IV. Der Geschäftswert für das Beschwerdeverfahren wird – in Abänderung von Nr. II des Beschlusses des LG Memmingen vom 30.9.2002 – auf 78.000 Euro festgesetzt.
Gründe
I. Die am 12.12.2001 im Alter von 88 Jahren verstorbene Erblasserin war verwitwet; sie hatte keine Kinder. Die Beteiligten zu 3 und 4 sind die 1935 bzw. 1948 geborenen Kinder ihres 1997 verstorbenen Ehemannes aus dessen erster Ehe. Der Nachlass besteht aus Bankguthaben im Wert von ca. 94.000 Euro.

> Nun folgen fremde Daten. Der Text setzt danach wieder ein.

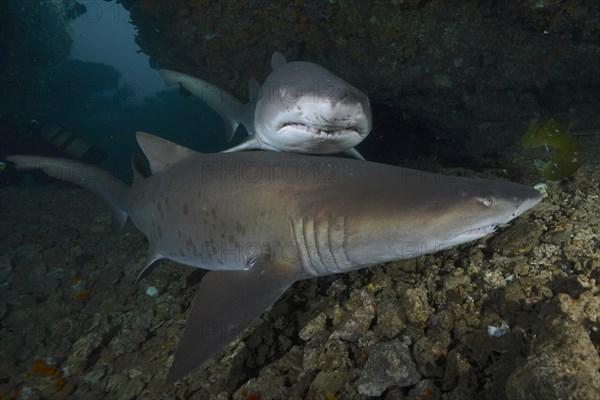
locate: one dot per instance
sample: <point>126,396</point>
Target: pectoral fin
<point>248,144</point>
<point>225,304</point>
<point>354,153</point>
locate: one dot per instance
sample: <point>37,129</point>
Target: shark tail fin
<point>88,176</point>
<point>231,110</point>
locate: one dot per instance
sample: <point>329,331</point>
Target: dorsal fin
<point>140,171</point>
<point>253,90</point>
<point>277,60</point>
<point>160,152</point>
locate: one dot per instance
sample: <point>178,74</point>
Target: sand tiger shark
<point>301,107</point>
<point>260,221</point>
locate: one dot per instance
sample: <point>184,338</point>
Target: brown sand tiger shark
<point>260,221</point>
<point>301,107</point>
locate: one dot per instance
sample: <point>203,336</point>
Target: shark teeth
<point>318,132</point>
<point>484,230</point>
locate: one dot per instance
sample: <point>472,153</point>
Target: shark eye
<point>487,201</point>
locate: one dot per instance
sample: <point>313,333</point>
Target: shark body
<point>260,221</point>
<point>302,107</point>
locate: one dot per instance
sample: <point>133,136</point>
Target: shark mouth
<point>482,231</point>
<point>325,132</point>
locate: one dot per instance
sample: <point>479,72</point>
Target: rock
<point>425,389</point>
<point>389,321</point>
<point>361,306</point>
<point>314,327</point>
<point>430,353</point>
<point>564,364</point>
<point>80,354</point>
<point>389,364</point>
<point>415,305</point>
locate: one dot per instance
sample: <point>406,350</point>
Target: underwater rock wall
<point>475,73</point>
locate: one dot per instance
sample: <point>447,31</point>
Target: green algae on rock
<point>554,135</point>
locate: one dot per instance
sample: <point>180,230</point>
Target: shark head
<point>420,213</point>
<point>479,209</point>
<point>305,108</point>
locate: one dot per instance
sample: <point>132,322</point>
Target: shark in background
<point>301,107</point>
<point>260,221</point>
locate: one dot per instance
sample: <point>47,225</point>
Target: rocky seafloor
<point>512,316</point>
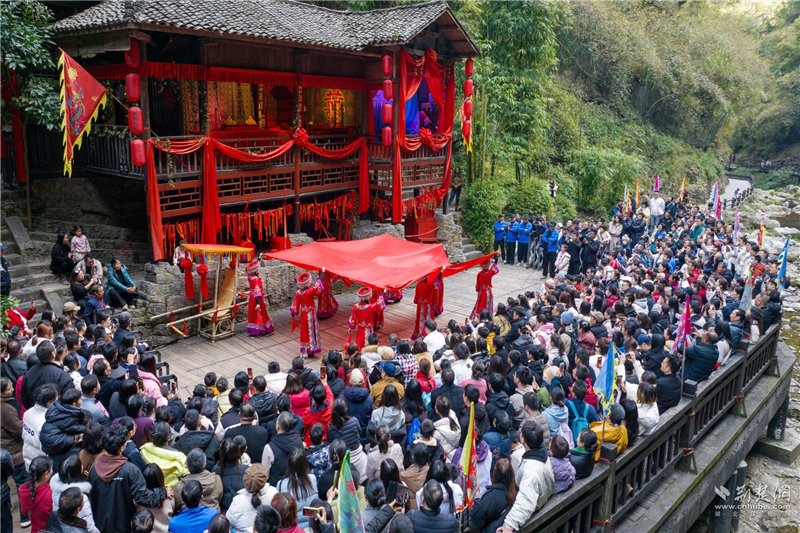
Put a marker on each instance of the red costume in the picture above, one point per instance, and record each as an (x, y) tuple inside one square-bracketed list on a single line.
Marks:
[(304, 314), (483, 285), (425, 298), (364, 317), (327, 304), (258, 320)]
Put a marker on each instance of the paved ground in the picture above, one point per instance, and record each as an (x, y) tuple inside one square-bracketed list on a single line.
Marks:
[(192, 358)]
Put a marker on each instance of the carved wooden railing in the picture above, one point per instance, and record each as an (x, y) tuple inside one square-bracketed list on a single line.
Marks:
[(611, 491)]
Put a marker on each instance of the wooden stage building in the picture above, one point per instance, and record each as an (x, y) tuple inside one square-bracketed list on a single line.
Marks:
[(192, 358)]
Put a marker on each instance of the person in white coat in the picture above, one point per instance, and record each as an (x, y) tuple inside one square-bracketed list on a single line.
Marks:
[(32, 422), (535, 479)]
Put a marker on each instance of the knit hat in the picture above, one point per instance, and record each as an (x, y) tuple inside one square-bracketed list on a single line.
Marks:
[(255, 477)]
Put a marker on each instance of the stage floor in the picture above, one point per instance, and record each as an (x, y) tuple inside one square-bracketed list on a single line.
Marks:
[(192, 358)]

Die Eheleute haben am 18.11.1993 ein gemeinschaftliches
Testament in der Weise errichtet, dass die Erblasserin den von ihrem Ehemann geschriebenen und unterschriebenen Text mitunterzeichnete. Dieser lautet:
„Unser Testament
1. Wir die Eheleute … setzen uns gegenseitig als Erben ein.
2. Sollten wir beide gleichzeitig sterben, erben Sohn … (Beteiligter zu 3) und Tochter … (Beteiligte zu 4) vorhandenes Bargeld und das auf Konten befindliche Geld – nach Abzug der Beerdigungskosten und sonstiger Kosten – zu gleichen Teilen.”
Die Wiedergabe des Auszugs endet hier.